So English pianist James Rhodes is in Australia with a recital scheduled for Sydney, and if no one invites me to be their date for the opening night of The Love of the Nightingale, I just may go.
He has the kind of life story and unconventional career path that publicists and journalists must love, at least for a debut visit. But so far I’ve been more interested in the often provocative things he has to say about concert presentation, some of which have already sent me to my soap box. And he’s at it again, with this interview for The Sydney Morning Herald.
As before, I ended up wholeheartedly agreeing with him and tearing my hair in frustration.
1. James Rhodes says he doesn’t want people reading the program notes while he’s playing. That makes perfect sense; I’d feel the same if I were performing.
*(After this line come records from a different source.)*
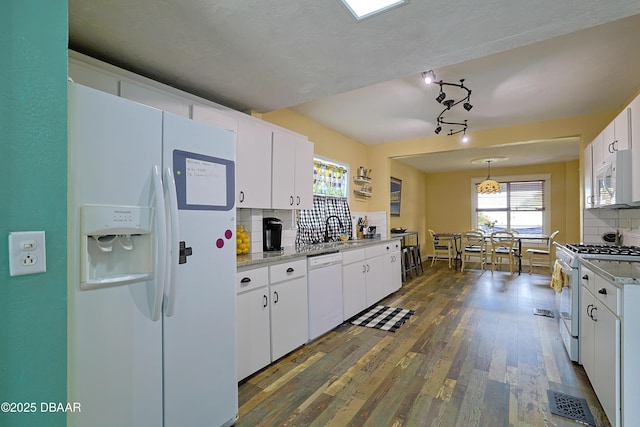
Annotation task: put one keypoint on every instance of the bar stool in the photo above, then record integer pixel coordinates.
(416, 259)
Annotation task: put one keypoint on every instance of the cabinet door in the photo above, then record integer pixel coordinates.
(304, 174)
(606, 378)
(289, 316)
(395, 279)
(588, 177)
(587, 333)
(375, 279)
(283, 164)
(622, 140)
(598, 151)
(252, 320)
(354, 289)
(253, 165)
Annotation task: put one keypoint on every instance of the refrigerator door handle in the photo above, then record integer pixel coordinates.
(174, 233)
(161, 245)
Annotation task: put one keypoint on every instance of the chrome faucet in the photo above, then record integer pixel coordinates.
(326, 226)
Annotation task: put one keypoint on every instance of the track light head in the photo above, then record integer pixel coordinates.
(428, 76)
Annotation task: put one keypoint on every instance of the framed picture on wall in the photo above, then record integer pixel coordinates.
(396, 194)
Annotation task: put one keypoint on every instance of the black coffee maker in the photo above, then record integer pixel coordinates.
(271, 234)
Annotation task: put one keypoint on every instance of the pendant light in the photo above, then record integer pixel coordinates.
(489, 186)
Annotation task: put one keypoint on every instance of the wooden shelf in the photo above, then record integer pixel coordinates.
(361, 180)
(362, 193)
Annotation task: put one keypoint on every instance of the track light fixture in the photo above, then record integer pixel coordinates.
(429, 77)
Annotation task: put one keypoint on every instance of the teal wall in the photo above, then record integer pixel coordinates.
(33, 196)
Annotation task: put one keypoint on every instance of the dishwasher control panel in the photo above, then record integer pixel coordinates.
(319, 260)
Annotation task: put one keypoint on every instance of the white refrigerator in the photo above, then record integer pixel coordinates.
(151, 266)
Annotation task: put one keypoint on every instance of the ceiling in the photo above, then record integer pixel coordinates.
(525, 61)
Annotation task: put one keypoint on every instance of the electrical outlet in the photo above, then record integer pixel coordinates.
(27, 253)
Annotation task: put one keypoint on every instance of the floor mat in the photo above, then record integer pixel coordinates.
(543, 312)
(574, 408)
(383, 317)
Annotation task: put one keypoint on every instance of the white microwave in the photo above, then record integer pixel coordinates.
(613, 182)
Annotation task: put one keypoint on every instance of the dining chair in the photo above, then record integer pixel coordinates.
(503, 246)
(442, 248)
(473, 245)
(542, 254)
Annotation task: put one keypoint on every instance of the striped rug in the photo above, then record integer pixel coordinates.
(383, 317)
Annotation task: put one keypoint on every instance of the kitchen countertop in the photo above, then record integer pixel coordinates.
(306, 250)
(619, 272)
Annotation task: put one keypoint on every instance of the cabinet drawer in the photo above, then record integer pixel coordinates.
(609, 295)
(393, 246)
(354, 255)
(288, 270)
(374, 251)
(251, 279)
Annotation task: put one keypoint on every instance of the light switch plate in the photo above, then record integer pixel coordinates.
(27, 254)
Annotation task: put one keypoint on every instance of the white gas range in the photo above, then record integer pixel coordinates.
(568, 301)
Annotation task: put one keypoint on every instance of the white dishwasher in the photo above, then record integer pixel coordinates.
(325, 293)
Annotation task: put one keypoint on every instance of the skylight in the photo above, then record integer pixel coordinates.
(364, 8)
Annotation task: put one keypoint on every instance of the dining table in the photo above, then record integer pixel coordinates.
(456, 238)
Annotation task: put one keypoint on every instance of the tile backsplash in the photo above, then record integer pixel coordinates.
(600, 221)
(251, 220)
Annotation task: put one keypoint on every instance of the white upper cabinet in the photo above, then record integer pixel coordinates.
(253, 164)
(304, 174)
(635, 149)
(292, 171)
(589, 199)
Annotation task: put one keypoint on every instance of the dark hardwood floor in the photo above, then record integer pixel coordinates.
(474, 354)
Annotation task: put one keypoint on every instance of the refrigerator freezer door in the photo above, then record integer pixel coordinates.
(114, 359)
(200, 381)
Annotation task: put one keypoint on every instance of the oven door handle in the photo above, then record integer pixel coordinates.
(566, 269)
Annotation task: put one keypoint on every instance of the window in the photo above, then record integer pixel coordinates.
(329, 178)
(522, 206)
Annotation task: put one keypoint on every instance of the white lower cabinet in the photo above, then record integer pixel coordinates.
(600, 341)
(354, 285)
(253, 329)
(375, 278)
(368, 275)
(393, 267)
(272, 313)
(289, 307)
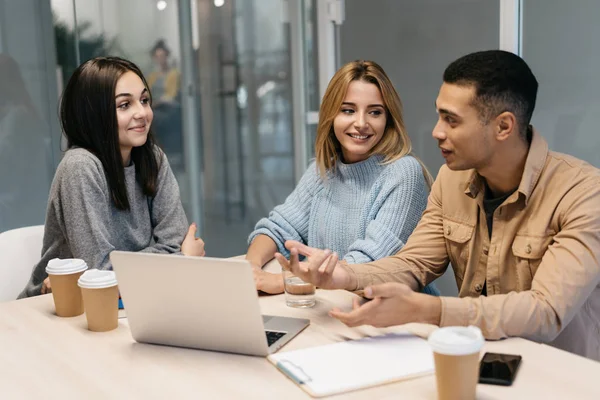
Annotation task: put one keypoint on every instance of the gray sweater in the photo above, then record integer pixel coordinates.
(82, 221)
(363, 211)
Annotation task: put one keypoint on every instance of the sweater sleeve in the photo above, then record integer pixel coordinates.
(289, 221)
(169, 223)
(397, 208)
(83, 200)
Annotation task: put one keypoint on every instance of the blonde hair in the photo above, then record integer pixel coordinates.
(394, 143)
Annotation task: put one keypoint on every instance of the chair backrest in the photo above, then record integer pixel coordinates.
(20, 250)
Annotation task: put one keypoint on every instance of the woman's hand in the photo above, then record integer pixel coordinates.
(191, 245)
(46, 288)
(266, 281)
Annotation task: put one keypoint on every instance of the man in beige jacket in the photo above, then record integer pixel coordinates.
(519, 224)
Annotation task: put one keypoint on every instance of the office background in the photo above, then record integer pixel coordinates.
(240, 131)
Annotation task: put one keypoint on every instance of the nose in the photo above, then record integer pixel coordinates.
(360, 121)
(140, 111)
(438, 132)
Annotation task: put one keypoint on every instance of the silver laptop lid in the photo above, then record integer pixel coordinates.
(199, 302)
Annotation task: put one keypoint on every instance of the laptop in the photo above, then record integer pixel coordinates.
(198, 302)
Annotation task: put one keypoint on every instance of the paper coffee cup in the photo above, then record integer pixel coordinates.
(100, 299)
(456, 355)
(63, 274)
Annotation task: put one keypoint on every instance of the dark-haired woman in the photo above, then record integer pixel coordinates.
(114, 189)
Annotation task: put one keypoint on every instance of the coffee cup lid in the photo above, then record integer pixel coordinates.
(97, 279)
(456, 340)
(65, 266)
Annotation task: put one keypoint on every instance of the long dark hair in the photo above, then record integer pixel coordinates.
(89, 120)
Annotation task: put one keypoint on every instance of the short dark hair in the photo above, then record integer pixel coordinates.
(88, 116)
(503, 82)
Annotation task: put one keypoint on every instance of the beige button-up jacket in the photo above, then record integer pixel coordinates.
(541, 265)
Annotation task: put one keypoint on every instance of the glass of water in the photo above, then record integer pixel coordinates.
(297, 292)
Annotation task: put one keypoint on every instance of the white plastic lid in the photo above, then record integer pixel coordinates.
(456, 340)
(97, 279)
(65, 266)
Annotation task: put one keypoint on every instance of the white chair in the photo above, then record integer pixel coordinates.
(20, 250)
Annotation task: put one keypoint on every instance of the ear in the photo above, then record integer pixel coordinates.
(506, 125)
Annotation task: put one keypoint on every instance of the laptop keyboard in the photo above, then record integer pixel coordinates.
(272, 336)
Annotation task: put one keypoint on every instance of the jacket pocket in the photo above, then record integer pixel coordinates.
(528, 252)
(458, 239)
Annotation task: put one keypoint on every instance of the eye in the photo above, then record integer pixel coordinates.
(449, 120)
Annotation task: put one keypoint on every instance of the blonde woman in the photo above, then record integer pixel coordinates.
(364, 194)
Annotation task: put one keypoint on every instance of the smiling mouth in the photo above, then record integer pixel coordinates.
(361, 137)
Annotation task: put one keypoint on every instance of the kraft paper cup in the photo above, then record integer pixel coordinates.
(100, 299)
(63, 274)
(456, 356)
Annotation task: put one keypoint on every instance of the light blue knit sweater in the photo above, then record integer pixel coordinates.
(363, 211)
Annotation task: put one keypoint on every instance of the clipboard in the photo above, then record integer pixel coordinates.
(356, 364)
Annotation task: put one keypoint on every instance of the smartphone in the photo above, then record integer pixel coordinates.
(498, 369)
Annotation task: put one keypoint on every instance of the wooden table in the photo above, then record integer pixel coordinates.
(44, 356)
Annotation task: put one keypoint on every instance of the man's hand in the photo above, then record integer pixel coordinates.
(321, 267)
(46, 288)
(191, 245)
(392, 304)
(266, 281)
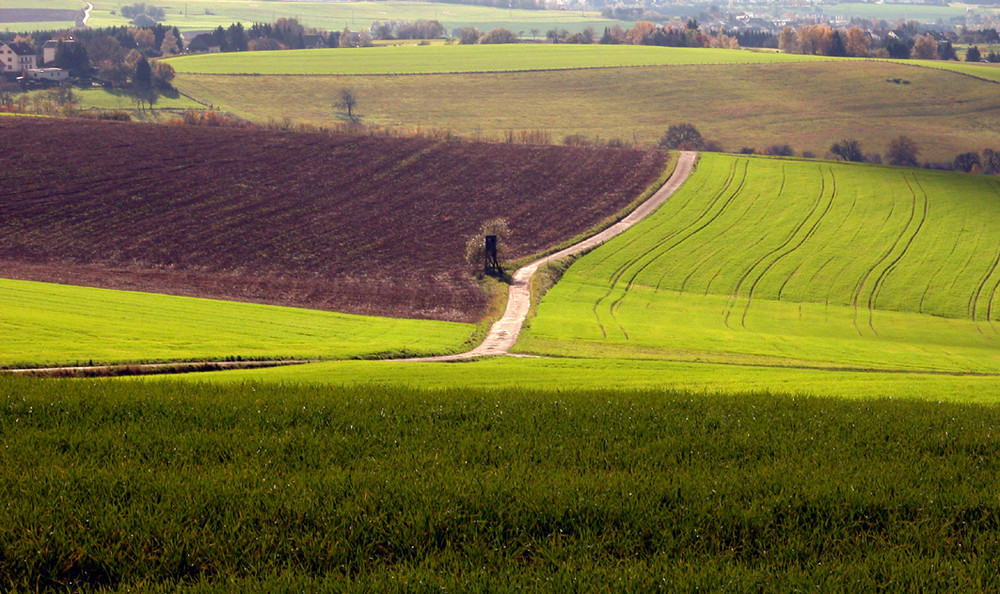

But I’d also add that if a performance is sufficiently compelling, well… you won’t even feel like reading the program, will you? (After all, one of the many valuable services a program book offers is distraction during a dull concert. And I say that in the same spirit as Mr Rhodes himself, when he writes that Beethoven “even had to play viola as a child in order to make money”.)
2. Then he spoils it with a careless generalisation that simply panders to prejudice:
“And [the program note’s] always written by some Oxford don from the ’70s about sonata form in Beethoven’s Vienna.* That’s f---ing boring. I’d rather talk about the fact that Bach was like a baroque Keith Richards and had 20 children and got arrested for drinking and f---ing.”†
Seriously James, I suspect that even in London, concert-goers aren’t seeing too many program notes from Oxford dons of the ’70s. And you’d be hard-pressed to find the donnish program note here in Australia. (Well, maybe from one presenter, but I’m not publishing directions.)
As I’ve said before, some program notes – and they can be old or recent – are poorly written, stuffy and generally unhelpful. It happens, and if an artist is lumbered with notes like this by a presenter he or she has every right to complain. (Better still, the artist who cares about such things has every right to show an interest well beforehand. Just sayin’.) But what really bugs me is when artists or commentators suggest that the badly written and unhelpful note is the status quo. Because it’s simply not.
I get that James Rhodes would prefer his audiences not be reading. Ok, so don’t give us anything to read. A well-edited and comprehensive program listing is fine by me. (Since he’s being presented by the same venue, it’s likely that his program will contain about as much reading material as that one for Stephen Kovacevich.)
And I totally get that he would prefer to share his ideas with the audience by talking to us. (Although his written comments aren’t bad at all – thoughtful and sincere – and I’m impressed that he’s one of the minority who’ve bucked the iTunes prejudice against providing digital booklets with albums. Go James!)
But I wish he’d get off the bandwagon about program notes ‘always’ being boring. That’s just unhelpful. And unfair.
Because the good writing about music is out there. Notes that are illuminating; notes that communicate affection for the music; notes that reveal an appreciation for how the listener is going to be experiencing it in a live concert; notes that are elegantly and generously written; notes that reflect and support the artistic vision of the programmer/performer; notes that don’t take themselves too seriously but also don’t fall into the trap of cheesy joviality and cheap shots; notes that are conceived with imagination; notes that help the readers focus their ears on the music and perhaps notice things they wouldn’t have otherwise; notes that give insightful context for the music… I could go on.
Footnotes…
* This kind of statement is just as bad as Rupert Murdoch’s recent throwaway line about American classrooms: “Most American classrooms haven’t changed much since the days of Grover Cleveland. You have a teacher, a piece of chalk, a blackboard – and a room full of kids.” (And why exactly is Murdoch suddenly interested in American education?)
† It always pains me to temper a good story with the truth, but Bach wasn’t jailed for drinking and f---king, unless perhaps you use that last word in a loose, figurative sense. In 1717, while trying to arrange an early dismissal from his Weimar post so he could take up a more lucrative and satisfying one in Cöthen, Bach lost his temper with (probably) his noble employer. Thus “…on November 6, the quondam concertmaster and organist Bach was confined to the County Judge’s place of detention for too stubbornly forcing the issue of his dismissal and finally on December 2 was freed from his arrest with notice of his unfavourable discharge.” Actually, you could argue that this is a far more interesting reason to be arrested than mere drunkenness, and more revealing of Bach’s personality. At least I think so.